Classification and Diversity
- Diversity among bacteria is categorized by structure, metabolism, cell components, and Gram staining.
- Modern classification utilizes guanine-cytosine ratios, genome hybridization & rRNA sequencing.
- Major bacterial groups include Proteobacteria (Gram-negative bacteria belonging to genera like Escherichia/Salmonella), Actinobacteria (Gram-positive bacteria belonging to genera like Mycobacterium), Firmicutes (Gram-positive bacteria belonging to genera like Megasphaera), Cyanobacteria (blue-green algae like Chroococcales), Chlamydales (obligate intracellular pathogens that infect eukaryotic host cells like Chlamydia trachomatis), Planctomycetes (aquatic bacteria like Kolteria novifilia), Verrucomicrobia (bacteria isolated from water, soil and human feces like Verrucomicrobium spinosum), Acidobacteria (acidophilic bacteria such as Acidobacterium capsulatum), Cytophaga (gram-negative, rods using locomotion such as Cytophaga columnaris), Bacteroidetes (gram-negative, non forming spore such as Chlorobium Chlorochromatii), Cholorbi (green sulphur bacteria), Spirochaetes (double membrane spiral shaped bacteria such as Leptospira).
Economic Importance
- Decomposition of organic matter via enzyme secretion is useful in waste management and bioremediation.

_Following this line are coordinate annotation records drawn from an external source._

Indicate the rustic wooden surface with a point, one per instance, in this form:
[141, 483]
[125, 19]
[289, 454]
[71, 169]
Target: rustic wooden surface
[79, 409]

- Impact soil fertility - some maintain, others increase soil fertility
- eg. Ammonifying bacteria (Bacillus ramosus & B. vulgaris), nitrifying bacteria (Nitrobacter/Nitrosomanas spp.), and nitrogen-fixing bacteria (Bacillus radicula)
- Play a role in various industries given bacterial activities cannot be chemically prepared; alcohol preparation using Clostridium acetobutylycum and vinegar production using Acetobacter aceti on sugarcane
- Involved in the creation of antibiotics: Bacillus subtilis produces bacitracin, Streptomyces griseus produces streptomycin, and Streptomyces rimosus produces terramycin
- Can be bio-engineered for therapeutic protein and growth factor production
- Used to control pests and diseases biologically; Bacteria thuringiensis
- Under certain proportions cause plant and animal diseases (Diplocaccus pneumonia & Xanthomonas axonopodis pv. manihotis)
- Can cause food decaying (Staphylococcus & Clostridium botulinum) via milk souring, meat/fruit/vegetable rotting.
- Denitrifying destroy soil fertitility via reducing the soil back in the atmosphere. (Bacillus denitricans).
Virus vs Bacteria
- Viruses do not have cells, while bacteria have cells.
- Unlike bacteria, viruses require a host to replicate.
- Viruses are often pathogenic
- Genetic material includes DNA or RNA, while bacteria is circular DNA.
- Viruses are visible with an Electron microscope.
- Unlike bacteria, viral Infections cannot be treated with antibiotics
- Viruses are non-living
- Unlike Bacteria, Viruses are non-motile.